Lui-même eut un accès d'émotion qui lui coupa la parole.
—Si je vous ai dit avec une entière franchise ce qui se rapportait à nous et à Corysandre, je dois vous dire maintenant, pour que notre explication soit complète, que j'ai eu il y a quelques instants un entretien avec madame de Barizel, qui, je dois en convenir, paraissait me traiter avec une certaine bienveillance et peut-être même avec une préférence marquée: n'en soyez pas jaloux, mon cher Roger, j'ai sur vous, au moins aux yeux d'une mère, une supériorité marquée: je suis plus riche que vous.

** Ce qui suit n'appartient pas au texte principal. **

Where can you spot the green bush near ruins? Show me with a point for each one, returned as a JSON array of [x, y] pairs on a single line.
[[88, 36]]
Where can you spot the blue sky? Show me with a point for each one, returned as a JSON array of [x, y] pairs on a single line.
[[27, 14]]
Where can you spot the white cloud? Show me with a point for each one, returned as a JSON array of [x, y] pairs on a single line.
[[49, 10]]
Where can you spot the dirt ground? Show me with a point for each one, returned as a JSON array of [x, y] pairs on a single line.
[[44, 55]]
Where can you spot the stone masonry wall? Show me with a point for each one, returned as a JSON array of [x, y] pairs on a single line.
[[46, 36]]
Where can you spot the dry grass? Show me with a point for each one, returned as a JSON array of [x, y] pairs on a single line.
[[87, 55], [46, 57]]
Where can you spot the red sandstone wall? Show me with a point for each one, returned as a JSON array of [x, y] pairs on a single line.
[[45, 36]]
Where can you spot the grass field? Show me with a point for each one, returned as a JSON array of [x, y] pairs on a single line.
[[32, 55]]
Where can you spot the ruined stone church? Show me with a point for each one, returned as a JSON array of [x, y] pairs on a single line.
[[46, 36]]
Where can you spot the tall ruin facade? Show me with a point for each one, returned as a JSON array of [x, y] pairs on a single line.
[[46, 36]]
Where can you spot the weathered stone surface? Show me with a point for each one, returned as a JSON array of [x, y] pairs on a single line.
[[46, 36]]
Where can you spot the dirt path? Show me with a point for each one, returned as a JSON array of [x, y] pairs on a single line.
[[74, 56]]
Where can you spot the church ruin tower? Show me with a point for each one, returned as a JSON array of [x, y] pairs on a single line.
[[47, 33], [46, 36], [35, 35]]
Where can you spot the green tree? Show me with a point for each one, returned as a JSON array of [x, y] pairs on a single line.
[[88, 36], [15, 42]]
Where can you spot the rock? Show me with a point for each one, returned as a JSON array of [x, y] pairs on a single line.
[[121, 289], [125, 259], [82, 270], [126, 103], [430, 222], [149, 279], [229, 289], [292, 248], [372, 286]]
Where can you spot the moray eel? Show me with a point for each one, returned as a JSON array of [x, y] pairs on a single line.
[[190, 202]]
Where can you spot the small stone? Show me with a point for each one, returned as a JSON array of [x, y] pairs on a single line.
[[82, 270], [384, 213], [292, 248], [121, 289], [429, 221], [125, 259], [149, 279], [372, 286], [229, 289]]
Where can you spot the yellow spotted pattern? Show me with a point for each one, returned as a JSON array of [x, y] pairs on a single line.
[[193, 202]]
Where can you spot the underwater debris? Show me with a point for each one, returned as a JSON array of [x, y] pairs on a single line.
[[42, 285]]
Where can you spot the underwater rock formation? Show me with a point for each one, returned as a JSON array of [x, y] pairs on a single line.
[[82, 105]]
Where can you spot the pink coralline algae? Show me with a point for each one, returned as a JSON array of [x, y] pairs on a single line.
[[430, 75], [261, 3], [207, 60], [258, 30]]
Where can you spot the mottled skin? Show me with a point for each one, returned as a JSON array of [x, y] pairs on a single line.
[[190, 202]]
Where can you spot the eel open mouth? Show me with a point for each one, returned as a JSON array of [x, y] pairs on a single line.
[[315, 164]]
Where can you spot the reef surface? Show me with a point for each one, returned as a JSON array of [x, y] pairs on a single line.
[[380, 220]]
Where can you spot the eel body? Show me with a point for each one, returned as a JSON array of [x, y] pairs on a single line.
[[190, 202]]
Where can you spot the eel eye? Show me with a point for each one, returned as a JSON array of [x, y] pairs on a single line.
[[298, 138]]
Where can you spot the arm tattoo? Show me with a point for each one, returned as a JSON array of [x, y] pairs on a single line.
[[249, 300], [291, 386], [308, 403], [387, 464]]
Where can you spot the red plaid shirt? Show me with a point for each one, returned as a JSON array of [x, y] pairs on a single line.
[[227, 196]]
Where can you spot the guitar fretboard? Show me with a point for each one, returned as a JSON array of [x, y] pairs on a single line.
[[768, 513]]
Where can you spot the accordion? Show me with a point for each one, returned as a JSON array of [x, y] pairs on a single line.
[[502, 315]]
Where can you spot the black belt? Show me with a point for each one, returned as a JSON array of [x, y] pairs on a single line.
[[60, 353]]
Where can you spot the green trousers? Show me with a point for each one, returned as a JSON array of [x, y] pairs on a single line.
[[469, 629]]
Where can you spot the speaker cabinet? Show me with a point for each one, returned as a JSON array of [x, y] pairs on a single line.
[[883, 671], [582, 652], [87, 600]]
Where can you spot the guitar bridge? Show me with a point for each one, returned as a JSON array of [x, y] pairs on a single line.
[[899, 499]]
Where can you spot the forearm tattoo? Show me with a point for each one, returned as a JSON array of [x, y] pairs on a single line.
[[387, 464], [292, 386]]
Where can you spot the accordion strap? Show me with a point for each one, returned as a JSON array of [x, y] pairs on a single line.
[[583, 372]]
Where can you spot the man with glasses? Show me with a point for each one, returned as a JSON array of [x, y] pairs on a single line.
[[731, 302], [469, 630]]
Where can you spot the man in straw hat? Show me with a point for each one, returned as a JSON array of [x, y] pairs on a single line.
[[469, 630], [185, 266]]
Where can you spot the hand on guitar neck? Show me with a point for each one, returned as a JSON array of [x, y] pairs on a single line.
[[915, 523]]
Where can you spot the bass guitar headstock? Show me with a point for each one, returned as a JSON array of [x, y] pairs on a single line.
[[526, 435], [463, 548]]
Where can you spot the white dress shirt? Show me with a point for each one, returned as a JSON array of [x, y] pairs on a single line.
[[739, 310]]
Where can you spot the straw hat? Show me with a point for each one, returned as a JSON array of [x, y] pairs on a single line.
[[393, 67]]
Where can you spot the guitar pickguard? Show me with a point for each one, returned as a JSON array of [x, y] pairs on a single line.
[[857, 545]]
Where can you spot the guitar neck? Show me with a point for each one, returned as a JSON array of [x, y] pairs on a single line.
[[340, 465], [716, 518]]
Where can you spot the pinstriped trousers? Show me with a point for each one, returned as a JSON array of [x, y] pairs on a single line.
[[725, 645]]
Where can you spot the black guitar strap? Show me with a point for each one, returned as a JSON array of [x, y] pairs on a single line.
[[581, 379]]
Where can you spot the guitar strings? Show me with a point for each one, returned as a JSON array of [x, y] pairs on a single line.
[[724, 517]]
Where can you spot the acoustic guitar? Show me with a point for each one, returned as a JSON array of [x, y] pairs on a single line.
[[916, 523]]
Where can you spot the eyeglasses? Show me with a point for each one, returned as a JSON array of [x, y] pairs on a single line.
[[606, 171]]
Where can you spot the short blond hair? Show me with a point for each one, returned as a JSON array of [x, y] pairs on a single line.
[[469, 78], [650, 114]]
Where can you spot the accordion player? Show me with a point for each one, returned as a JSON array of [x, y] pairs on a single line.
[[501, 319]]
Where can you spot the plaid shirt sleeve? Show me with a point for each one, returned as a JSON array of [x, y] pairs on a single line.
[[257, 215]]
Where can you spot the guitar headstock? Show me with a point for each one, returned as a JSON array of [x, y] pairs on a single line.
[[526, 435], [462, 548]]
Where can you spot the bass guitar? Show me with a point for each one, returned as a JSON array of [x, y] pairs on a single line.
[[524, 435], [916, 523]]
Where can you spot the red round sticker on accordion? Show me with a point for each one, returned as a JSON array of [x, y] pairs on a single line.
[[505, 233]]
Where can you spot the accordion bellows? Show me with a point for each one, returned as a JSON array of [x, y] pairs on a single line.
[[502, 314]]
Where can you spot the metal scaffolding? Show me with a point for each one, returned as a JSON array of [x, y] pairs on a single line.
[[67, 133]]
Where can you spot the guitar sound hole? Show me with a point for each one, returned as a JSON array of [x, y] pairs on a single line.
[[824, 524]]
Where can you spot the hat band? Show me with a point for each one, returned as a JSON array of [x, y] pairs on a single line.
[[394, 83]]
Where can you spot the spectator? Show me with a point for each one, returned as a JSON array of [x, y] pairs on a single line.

Eh bien, dans cet entretien tout à fait accidentel et en l'air, j'ai annoncé à madame de Barizel que j'avais la volonté bien arrêtée de mourir garçon. Vous pouvez donc vous présenter maintenant quand vous voudrez, mon cher Naurouse, vous ne trouverez devant vous ni mon titre de prince, ni mes mines de l'Oural. Je n'existe plus. Je suis r*... au moins pour Corysandre. Ce que je vais devenir, n'en prenez pas souci. Je vais tâcher de m'occuper de quelque chose, de me passionner pour quelque chose. Je vais fonder une chaire au Muséum, construire un observatoire, subventionner une exploration du Centre de l'Afrique, fonder un orphelinat pour les jeunes filles; enfin, je vais chercher quelque chose qui prenne mon temps, car vous pensez bien que mourir garçon, c'est tout simplement une blague, une blague héroïque qui mériterait de faire le sujet d'une tragédie; s'il y avait encore des poètes; malheureusement il n'y en a plus; je viens trop tard. C'est pour vous dire cela que je vous ai demandé à dîner. Maintenant, si vous le voulez bien, sonnez le garçon, qu'il nous apporte du champagne et du cognac, j'ai très soif pour avoir si longtemps parlé; et, de plus, il est bon d'oublier.
Car pour être un héros on n'en est pas moins homme.
Est-ce que ça fait un vers français, ça? Je n'en sais rien; ça en a l'air; mais il faut m'excuser, je ne suis qu'en rustre ou un Russe, et entre les deux il n'y a pas grande distance... pour les vers français.